Coronavirus Curve / BART And Muni Service Updates / Emergency Rules For Court Procedures

Coronavirus Curve

Today, Governor Gavin Newsom shared some good news regarding the efficacy of California's shelter-in-place rules at slowing the spread of COVID-19. "Let me give you a sense of optimism in terms of the curve in California bending," he said. "It is bending, but it is also stretching, and I want to make that point and that distinction."

That means that while the rate of new coronavirus cases is not growing too fast, comparatively, cases could continue for a long time. As of late this morning, according to the San Francisco Chronicle, there are 16,521 confirmed COVID-19 cases statewide. That’s up over a thousand from yesterday. Here in the Bay Area, there are 3,854 confirmed cases. That’s up just over a hundred from yesterday. The number of patients hospitalized in California because of the coronavirus continues to steadily rise.

Bay Area counties announced that district schools will not reopen this academic year. In a press release, San Francisco Unified Superintendent Vincent Matthews said, "I want to be clear: the 2019-2020 school year has not ended. Learning will continue to the greatest extent possible through both digital and non-digital interactive teacher-led learning."

BART And Muni Service Updates

BART and San Francisco’s Muni are cutting service because of lower ridership due to the coronavirus crisis. 

The San Francisco Municipal Transportation Agency is stripping down its Muni bus service to just 17 lines it deems essential for workers to get across the city.

On its blog, the agency said that these routes will still provide service within one mile of all San Franciscans and continue to serve San Francisco’s medical facilities and the people who need public transit most. 

Meanwhile, BART will be reducing its service to only run trains every half hour starting Wednesday.

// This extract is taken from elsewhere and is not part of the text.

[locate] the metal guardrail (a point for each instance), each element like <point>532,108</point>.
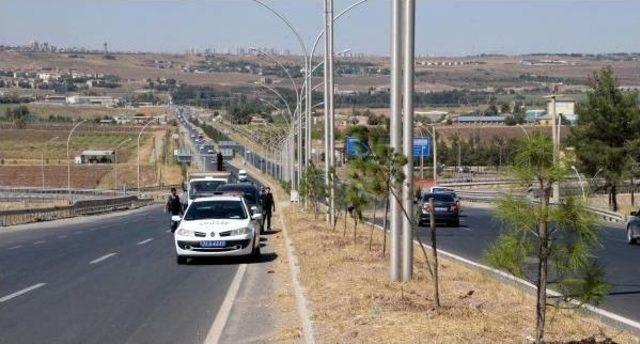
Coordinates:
<point>492,196</point>
<point>80,208</point>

Bob Allen, a transportation justice advocate for the Oakland nonprofit Urban Habitat, says research shows about a third of essential workers in the Bay Area use public transit to get to work. He acknowledges that transit agencies are trying to balance public health needs with service, but the question is how seniors and people with disabilities will get around right now.

Emergency Rules For Court Procedures

The California Judicial Council met yesterday and set standards for how courts should operate during the COVID-19 emergency. 

Courts around the Bay Area have been changing their procedures to minimize health risks. But it’s made for a confusing patchwork of policies from county to county.

So the judicial council of California met yesterday and approved emergency rules for new court procedures.

Now, courts will not order or enforce any evictions, regardless of cause. They will also suspend judicial foreclosures. The only exception is for public health and safety. And the council is getting rid of bail for most misdemeanors and lower-level felony offenses. It didn’t change bail settings for those charged with violent crimes and higher-level felonies. 

Courts will also be allowed to conduct pretrial proceedings like arraignments via phone or video, with a Defendant’s consent. 

All of this is part of ongoing efforts to minimize the risk of exposure to coronavirus. 

The emergency rules will remain in effect until 90 days after the state of emergency ends.